RiskTalk – a start-up created at HEC Lausanne – is now operating outside the university, having successfully completed a one-year action research phase that validated its relevance and commercial potential. The start-up, which benefited from InnoTREK funding, is building up a select client base of companies and has secured seed funding from Venture Kick. It is a story of a project that successfully combines insights from social science and application in managerial practice.
RiskTalk is the latest example of an entrepreneurial project that has turned research carried out at HEC Lausanne into practical reality, and at the same time established a collaborative relationship between researchers and businesses based in Switzerland. It has been the brainchild of Prof. Anette Mikes and project manager Charles Newman.
RiskTalk: the genesis of an entrepreneurial project
From the outset, RiskTalk had a number of valuable assets: support from HEC’s Department of Accounting and Control, Prof. Mikes’ network in the world of risk management, and financial support from the InnoTREK fund (University of Lausanne).
Between 2014 and 2016, Prof. Mikes collaborated with Swissgrid (the national high-voltage electricity grid operator) on a research project that explored risk culture. Out of this project came the idea that bottom-up communication was essential to understand, monitor and shape the organization’s risk culture. The researcher and Kurt Meyer, chief risk officer of Swissgrid, set out to design a tool and a process to encourage employees to speak up about issues related to the core values and priorities of the firm.
The inquiry led to an innovation-action research project, led by Prof. Mikes, which enabled the HEC research team to create the reporting application called RiskTalk, enhanced with a monitoring and control system.
InnoTREK provided the project with a year’s financial support, allowing Professor Mikes to hire an experienced software programmer, Charles Newman, to create the prototype and the full software package.
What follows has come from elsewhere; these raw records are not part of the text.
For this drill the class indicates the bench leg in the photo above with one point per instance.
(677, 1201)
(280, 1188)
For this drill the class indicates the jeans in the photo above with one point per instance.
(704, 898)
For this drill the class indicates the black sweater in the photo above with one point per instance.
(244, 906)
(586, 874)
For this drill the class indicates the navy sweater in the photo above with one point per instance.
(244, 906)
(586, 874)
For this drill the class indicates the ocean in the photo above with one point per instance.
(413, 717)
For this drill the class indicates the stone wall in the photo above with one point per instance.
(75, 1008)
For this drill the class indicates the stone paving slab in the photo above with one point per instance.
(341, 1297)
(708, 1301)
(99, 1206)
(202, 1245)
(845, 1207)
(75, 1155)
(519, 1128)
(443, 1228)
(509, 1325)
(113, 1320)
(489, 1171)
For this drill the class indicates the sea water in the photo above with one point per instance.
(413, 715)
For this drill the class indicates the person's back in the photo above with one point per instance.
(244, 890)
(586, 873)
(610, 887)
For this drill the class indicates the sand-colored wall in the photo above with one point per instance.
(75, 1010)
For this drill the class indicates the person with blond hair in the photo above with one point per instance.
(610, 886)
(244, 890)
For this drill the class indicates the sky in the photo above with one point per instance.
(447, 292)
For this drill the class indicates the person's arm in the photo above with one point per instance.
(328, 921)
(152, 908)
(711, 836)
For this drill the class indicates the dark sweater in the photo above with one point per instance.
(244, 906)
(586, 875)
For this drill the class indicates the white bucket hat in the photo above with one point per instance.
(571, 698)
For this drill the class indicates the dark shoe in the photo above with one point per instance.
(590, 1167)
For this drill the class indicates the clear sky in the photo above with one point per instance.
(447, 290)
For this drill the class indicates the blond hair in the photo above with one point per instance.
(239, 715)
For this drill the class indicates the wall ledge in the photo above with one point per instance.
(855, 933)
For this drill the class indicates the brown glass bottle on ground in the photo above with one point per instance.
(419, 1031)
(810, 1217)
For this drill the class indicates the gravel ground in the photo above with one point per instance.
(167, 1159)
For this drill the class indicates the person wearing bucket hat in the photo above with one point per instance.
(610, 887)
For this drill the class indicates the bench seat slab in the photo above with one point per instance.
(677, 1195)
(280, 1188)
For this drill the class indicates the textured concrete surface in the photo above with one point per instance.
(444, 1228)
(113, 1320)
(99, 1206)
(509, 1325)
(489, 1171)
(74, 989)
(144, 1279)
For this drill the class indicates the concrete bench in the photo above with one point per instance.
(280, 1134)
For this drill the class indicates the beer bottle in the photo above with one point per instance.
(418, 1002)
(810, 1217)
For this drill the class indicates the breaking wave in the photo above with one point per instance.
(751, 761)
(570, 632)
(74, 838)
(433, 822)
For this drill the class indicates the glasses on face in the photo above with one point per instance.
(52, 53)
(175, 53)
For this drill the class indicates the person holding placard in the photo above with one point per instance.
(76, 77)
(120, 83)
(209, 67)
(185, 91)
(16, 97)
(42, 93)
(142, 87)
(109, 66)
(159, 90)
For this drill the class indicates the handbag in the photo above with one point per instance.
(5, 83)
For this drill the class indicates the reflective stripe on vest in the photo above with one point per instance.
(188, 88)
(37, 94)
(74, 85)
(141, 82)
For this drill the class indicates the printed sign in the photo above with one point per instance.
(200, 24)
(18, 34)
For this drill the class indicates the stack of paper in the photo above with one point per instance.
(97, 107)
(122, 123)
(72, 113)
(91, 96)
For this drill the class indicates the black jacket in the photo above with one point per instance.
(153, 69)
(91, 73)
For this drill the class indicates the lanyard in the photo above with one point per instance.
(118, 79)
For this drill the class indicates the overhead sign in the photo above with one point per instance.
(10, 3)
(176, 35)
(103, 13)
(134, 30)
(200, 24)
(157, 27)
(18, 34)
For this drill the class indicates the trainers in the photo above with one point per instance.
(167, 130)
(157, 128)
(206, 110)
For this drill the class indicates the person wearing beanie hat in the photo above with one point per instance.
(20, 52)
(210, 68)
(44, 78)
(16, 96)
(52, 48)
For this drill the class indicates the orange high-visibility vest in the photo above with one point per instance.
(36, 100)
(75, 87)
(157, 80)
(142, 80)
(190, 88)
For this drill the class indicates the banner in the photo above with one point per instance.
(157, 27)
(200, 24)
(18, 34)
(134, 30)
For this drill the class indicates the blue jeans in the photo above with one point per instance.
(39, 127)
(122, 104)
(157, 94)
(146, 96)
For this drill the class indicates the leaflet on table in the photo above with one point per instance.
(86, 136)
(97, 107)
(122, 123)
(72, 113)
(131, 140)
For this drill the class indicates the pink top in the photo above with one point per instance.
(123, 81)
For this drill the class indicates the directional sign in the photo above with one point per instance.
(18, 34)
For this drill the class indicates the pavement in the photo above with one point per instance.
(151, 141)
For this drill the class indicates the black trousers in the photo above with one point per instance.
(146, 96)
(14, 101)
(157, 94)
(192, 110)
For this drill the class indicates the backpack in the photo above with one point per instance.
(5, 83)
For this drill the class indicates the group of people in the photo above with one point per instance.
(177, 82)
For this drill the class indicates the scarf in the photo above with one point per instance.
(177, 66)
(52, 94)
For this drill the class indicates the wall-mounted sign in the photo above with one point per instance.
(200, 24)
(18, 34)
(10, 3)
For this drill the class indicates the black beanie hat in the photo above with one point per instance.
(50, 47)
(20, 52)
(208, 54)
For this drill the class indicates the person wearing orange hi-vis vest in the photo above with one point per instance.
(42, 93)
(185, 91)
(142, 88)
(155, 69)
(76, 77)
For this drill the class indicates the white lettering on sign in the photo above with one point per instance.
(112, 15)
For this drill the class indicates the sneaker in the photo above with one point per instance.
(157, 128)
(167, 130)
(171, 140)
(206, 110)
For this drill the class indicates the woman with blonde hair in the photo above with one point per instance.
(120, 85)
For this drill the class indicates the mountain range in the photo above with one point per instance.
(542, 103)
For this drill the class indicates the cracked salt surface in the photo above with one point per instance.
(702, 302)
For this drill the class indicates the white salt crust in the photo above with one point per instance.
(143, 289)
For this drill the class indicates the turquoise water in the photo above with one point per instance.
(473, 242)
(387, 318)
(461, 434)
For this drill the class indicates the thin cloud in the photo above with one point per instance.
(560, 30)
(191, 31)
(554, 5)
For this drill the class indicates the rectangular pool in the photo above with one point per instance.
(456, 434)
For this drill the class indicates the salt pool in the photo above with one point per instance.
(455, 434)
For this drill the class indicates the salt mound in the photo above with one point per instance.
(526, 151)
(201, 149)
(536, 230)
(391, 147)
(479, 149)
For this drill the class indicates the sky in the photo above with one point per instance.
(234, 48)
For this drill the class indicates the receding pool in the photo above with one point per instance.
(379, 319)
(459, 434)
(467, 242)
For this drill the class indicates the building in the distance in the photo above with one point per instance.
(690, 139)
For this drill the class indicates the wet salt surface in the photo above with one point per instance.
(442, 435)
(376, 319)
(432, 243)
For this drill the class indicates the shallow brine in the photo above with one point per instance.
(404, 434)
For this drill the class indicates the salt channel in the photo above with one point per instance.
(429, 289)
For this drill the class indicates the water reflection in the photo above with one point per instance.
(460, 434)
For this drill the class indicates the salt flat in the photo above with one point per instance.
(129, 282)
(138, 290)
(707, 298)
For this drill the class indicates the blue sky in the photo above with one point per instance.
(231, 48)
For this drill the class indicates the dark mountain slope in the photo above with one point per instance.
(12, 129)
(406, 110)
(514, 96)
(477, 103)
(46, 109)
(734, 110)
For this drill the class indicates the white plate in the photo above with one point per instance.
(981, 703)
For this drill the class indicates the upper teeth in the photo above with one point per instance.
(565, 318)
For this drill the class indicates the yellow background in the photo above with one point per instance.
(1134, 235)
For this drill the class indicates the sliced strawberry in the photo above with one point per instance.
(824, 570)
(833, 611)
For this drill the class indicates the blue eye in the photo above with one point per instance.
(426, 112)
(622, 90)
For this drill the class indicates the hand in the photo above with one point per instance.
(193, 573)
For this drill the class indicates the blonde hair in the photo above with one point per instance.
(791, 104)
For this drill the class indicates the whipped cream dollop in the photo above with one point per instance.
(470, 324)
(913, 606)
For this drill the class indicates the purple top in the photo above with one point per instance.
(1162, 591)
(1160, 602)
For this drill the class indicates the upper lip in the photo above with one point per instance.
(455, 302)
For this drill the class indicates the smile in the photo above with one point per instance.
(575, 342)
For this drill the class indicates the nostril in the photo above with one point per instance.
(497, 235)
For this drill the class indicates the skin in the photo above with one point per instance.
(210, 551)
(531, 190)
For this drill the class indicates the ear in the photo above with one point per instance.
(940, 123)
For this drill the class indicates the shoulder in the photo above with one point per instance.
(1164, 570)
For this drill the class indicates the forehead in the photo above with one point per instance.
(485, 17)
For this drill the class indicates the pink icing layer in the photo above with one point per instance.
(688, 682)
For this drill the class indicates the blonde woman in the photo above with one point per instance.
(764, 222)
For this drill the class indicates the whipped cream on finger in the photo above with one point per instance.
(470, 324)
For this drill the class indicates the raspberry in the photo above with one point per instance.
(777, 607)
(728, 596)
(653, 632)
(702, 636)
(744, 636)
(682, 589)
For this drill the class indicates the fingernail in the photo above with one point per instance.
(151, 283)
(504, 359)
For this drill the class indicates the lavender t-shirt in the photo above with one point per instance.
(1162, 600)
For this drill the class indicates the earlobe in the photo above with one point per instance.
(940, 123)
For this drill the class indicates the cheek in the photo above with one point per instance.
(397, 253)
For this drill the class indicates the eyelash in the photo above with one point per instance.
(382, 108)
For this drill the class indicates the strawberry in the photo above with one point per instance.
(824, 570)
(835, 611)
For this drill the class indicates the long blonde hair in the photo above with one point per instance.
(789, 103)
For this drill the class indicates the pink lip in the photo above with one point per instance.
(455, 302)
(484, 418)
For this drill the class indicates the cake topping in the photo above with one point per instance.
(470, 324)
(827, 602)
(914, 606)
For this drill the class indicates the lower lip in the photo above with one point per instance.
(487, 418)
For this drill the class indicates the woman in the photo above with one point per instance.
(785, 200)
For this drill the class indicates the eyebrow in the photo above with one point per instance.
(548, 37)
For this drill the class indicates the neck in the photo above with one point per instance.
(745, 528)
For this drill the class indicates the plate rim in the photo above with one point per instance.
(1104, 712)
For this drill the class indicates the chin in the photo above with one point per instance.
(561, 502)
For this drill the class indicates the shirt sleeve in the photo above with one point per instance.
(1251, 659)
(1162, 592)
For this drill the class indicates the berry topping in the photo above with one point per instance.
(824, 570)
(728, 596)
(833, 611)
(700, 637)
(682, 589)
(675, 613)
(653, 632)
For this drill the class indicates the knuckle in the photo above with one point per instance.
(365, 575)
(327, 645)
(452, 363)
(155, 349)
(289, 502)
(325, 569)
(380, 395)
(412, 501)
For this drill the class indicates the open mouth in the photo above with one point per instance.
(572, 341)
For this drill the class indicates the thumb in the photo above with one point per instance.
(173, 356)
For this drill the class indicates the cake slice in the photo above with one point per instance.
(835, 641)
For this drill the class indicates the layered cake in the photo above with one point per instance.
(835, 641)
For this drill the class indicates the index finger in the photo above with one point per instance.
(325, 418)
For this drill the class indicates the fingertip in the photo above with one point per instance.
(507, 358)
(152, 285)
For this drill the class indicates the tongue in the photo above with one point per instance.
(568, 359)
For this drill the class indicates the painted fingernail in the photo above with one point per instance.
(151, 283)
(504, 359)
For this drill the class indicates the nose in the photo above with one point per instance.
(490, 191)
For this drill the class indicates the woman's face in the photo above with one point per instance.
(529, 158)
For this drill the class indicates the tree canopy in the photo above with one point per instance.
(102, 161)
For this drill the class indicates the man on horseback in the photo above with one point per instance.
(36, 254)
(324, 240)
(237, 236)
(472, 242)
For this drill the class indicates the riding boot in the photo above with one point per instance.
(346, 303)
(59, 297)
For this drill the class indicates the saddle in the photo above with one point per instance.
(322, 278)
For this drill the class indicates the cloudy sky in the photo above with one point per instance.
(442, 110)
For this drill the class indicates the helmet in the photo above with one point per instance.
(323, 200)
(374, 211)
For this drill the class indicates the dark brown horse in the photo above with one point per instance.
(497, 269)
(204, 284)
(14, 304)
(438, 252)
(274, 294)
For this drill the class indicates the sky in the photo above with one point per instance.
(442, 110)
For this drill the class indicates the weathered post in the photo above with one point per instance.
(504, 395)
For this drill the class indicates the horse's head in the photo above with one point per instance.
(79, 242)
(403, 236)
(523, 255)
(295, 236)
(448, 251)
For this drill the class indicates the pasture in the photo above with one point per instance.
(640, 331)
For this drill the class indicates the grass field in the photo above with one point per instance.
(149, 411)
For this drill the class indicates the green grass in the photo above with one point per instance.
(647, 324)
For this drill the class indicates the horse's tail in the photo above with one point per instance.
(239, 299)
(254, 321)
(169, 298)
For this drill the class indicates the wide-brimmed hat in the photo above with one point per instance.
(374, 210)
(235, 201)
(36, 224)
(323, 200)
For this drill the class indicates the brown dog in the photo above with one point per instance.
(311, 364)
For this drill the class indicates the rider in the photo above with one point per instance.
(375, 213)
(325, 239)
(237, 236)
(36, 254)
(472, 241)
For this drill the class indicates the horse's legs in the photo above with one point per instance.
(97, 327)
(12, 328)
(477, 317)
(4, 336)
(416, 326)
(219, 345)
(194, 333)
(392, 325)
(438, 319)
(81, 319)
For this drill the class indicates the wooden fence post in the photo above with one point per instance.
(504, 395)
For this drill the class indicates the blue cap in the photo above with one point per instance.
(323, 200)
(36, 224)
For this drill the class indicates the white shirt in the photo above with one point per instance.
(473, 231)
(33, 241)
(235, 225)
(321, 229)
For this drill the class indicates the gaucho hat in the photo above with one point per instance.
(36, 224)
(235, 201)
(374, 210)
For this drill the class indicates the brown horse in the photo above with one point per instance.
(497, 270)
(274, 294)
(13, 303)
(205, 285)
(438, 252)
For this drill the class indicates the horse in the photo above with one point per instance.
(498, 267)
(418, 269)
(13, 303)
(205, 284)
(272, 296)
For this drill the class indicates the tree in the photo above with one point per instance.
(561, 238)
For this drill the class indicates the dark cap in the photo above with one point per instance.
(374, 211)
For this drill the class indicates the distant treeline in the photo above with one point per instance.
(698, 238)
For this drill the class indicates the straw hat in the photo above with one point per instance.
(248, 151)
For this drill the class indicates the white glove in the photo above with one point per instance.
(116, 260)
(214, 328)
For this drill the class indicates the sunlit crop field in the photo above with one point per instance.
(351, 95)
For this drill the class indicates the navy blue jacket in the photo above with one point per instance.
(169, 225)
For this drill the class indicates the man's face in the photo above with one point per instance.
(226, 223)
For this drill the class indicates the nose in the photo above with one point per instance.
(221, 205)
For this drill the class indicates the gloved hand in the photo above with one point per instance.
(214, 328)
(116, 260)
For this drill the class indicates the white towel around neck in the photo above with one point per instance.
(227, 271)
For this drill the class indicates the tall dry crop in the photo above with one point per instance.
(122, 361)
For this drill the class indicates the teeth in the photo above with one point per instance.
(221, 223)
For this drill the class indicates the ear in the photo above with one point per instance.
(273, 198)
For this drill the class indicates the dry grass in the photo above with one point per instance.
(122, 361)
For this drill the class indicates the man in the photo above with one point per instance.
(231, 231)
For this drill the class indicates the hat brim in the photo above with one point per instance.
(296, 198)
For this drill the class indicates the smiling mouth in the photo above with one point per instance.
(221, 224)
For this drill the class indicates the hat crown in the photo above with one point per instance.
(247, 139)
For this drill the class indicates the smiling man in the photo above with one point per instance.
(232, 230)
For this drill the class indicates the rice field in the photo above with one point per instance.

RiskTalk: a better conversation in safety-critical organizations
RiskTalk is based on research carried out by Prof. Mikes into the causes of man-made disasters and risk incubation. It is a 21st century communication tool that is designed to fight risk incubation by allowing people to report about issues they care about related to the priorities of their day-to-day work. Traditional top-down communication tends to narrow, silence of even bias employee voices. The essence of RiskTalk, which turns risk communication into bottom - up communication, in contrast, is that it is on employees' terms, not on managements'; it is "genuine" as long as it is protected from interference "from above".
RiskTalk: how it works
RiskTalk is a tool that empowers employees to speak up about issues that affect core priorities, and allows managers to take action and monitor problem-solving in real-time. The intuitive mobile app can be used on a smartphone and allows users to report a problem they encounter in their workplace proactively in real time, as well as add relevant information such as photos and location. To ensure psychological safety, reports can be submitted by employees anonymously. In the back office, issues get assigned to people who are then responsible for resolving the matter. The platform also sends out a notification that informs everyone concerned, including the reporters, as soon as the problem is resolved, maintaining momentum and motivation.
RiskTalk in action
Swissgrid, the first organization to use the application, received more than 300 reports in 2017, the majority of which was successfully resolved in the same year. The tool received excellent feedback from managers and employees who have come to see RiskTalk “as a way to get things done.” The tool is now being rolled out across Swissgrid’s suppliers and partners.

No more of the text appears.